Jens Lehmann hat im Laufe dieser Woche viel einstecken müssen, weil er im Gespräch über Homosexualität im Fußball allzu tief in der Kiste mit den Klischees gewühlt hat. Unser ehemaliger Nationaltorwart walzt das unvermeidliche Duschen aus, lässt sich darüber aus, dass man es dem Hitzlsperger ja gar nicht angesehen hat, undsoweiter undsofort. Das Gespräch im Original auf YouTube ist sehr empfehlenswert, denn beim Betrachten nimmt das Fremd-Schämen von Minute zu Minute zu – in den Zusammenfassungen kann das kaum angemessen wiedergegeben werden. Es ist ein gutes Zeichen, dass Lehmann so viel Gegenwind entgegenbläst. Herausgestochen ist aber die Augsburger Allgemeine, die Lehmann verteidigt:

Woher soll er denn wissen, was er gefühlt hätte? Was bitte ist daran verwerflich, sich möglicherweise seltsam zu fühlen, wenn man mit einem Schwulen zusammenduscht? … Auch da kommen sie wieder, die Aufgeklärten. Schütteln verzweifelt lächelnd ihren Kopf. Wie kann er nur, der Lehmann? Warum sollte denn ein Schwuler anders spielen als ein Heterosexueller? Also so was aber auch. Dabei gibt Lehmann einfach wieder, was zumindest einige denken.

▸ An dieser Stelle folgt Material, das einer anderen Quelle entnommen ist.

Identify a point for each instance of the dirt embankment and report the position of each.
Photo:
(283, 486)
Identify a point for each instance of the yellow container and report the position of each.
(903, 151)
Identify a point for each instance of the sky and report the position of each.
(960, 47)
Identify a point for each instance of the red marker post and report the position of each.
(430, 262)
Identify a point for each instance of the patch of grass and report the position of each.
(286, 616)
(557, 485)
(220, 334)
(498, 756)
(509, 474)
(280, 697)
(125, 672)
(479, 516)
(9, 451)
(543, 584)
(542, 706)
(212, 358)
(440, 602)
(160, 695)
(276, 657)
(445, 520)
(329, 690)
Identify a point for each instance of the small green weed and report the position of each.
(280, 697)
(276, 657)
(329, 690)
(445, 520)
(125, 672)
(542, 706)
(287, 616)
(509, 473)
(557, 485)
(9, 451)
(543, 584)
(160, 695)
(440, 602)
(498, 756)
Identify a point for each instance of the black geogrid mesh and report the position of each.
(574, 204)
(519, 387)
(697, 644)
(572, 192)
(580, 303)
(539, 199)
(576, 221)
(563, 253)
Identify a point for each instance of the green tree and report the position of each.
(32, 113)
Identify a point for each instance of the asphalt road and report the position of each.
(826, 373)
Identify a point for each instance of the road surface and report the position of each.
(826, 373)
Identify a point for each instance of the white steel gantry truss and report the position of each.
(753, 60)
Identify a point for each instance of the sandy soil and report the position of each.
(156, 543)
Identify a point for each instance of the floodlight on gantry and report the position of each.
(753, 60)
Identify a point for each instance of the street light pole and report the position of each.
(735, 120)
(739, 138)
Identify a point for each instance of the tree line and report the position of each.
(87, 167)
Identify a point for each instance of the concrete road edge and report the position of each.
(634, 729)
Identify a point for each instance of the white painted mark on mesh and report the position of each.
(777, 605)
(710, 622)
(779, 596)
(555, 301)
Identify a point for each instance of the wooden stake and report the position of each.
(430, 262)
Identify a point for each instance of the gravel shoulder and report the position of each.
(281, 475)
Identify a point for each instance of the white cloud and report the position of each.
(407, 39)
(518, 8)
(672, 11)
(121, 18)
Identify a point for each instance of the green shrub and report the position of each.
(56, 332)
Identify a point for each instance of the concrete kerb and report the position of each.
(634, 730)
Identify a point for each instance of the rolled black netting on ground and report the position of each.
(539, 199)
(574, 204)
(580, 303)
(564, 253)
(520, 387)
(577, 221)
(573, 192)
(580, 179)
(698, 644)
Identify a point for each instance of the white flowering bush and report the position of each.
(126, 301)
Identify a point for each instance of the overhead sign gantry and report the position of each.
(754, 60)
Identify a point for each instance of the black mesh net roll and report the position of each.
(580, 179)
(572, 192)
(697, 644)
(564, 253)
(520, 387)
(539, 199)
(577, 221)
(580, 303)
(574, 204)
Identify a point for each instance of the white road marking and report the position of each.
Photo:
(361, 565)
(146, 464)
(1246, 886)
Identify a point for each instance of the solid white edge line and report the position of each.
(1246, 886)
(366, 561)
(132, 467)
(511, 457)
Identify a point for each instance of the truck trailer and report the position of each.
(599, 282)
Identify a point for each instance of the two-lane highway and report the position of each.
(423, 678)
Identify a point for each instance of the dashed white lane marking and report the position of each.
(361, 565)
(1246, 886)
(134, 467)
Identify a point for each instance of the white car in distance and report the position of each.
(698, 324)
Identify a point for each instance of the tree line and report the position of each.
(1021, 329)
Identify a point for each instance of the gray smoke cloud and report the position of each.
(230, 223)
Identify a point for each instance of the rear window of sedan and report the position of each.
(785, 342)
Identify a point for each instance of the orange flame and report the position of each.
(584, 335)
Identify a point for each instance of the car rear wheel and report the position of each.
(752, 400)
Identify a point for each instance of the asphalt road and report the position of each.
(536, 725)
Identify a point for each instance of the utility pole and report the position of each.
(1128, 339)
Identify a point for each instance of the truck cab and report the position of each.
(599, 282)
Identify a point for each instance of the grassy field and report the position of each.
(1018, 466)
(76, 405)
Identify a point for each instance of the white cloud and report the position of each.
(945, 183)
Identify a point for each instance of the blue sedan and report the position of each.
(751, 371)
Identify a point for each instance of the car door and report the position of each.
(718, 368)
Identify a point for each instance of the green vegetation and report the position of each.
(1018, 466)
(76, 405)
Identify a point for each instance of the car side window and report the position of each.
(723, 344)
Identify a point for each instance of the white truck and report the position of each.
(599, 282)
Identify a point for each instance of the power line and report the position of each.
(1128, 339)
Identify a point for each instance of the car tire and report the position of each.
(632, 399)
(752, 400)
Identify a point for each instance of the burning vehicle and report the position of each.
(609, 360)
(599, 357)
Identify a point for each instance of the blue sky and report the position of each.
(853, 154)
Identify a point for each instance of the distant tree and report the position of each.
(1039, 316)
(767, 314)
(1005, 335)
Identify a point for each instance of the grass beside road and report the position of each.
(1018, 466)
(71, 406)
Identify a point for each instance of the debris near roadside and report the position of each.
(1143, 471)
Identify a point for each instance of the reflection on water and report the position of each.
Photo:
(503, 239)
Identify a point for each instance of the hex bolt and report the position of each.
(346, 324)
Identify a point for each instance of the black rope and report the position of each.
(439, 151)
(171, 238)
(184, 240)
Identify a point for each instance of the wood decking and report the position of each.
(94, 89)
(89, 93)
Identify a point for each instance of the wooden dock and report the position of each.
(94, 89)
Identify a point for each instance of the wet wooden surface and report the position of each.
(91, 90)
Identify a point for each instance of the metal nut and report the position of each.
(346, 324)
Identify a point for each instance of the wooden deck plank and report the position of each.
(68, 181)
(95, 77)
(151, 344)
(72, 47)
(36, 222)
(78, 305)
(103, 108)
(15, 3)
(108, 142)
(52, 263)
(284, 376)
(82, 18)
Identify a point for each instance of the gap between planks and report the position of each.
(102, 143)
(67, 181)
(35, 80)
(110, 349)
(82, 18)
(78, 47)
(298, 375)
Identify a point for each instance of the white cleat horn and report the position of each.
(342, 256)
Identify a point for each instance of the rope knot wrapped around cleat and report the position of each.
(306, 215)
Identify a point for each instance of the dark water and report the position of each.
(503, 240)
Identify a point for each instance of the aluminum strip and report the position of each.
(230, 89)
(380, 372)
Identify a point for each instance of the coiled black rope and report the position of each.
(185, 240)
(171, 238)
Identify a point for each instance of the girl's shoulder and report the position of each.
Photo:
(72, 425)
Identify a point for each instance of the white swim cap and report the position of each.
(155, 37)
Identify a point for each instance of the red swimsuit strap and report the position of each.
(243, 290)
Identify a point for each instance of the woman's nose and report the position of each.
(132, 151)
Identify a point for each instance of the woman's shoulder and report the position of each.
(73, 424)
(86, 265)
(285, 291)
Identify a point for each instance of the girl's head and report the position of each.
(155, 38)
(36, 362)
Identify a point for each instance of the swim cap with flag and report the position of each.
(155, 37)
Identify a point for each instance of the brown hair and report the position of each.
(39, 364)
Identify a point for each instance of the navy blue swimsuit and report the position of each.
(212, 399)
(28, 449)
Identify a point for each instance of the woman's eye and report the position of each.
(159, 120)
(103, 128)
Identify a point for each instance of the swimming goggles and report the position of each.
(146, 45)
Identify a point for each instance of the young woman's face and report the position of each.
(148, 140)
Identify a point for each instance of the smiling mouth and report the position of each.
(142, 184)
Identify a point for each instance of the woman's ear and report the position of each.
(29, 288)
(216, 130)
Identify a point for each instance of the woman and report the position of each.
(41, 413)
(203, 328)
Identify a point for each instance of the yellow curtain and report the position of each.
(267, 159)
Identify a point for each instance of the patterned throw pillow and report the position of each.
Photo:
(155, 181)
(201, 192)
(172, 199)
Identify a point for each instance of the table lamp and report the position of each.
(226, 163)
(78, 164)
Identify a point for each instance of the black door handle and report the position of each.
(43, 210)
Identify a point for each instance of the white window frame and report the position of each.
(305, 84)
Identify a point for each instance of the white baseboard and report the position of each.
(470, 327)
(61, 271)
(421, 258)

In ähnlicher Richtung haben auch manche Nutzer in die Kommentarspalten der Nachrichtenportale geschrieben. Zum Teil ist da auch etwas Wahres dran: Wer eine ehrliche Debatte über Homosexualität im Fußball führen will, der muss sowas aushalten. Lehmann ist gefragt worden und hat eine ehrliche Antwort gegeben. Da kann man sogar schon etwas Gutes daran finden, dass er ohne Schönfärberei einen Einblick in die Psyche von Fußballern offenbart.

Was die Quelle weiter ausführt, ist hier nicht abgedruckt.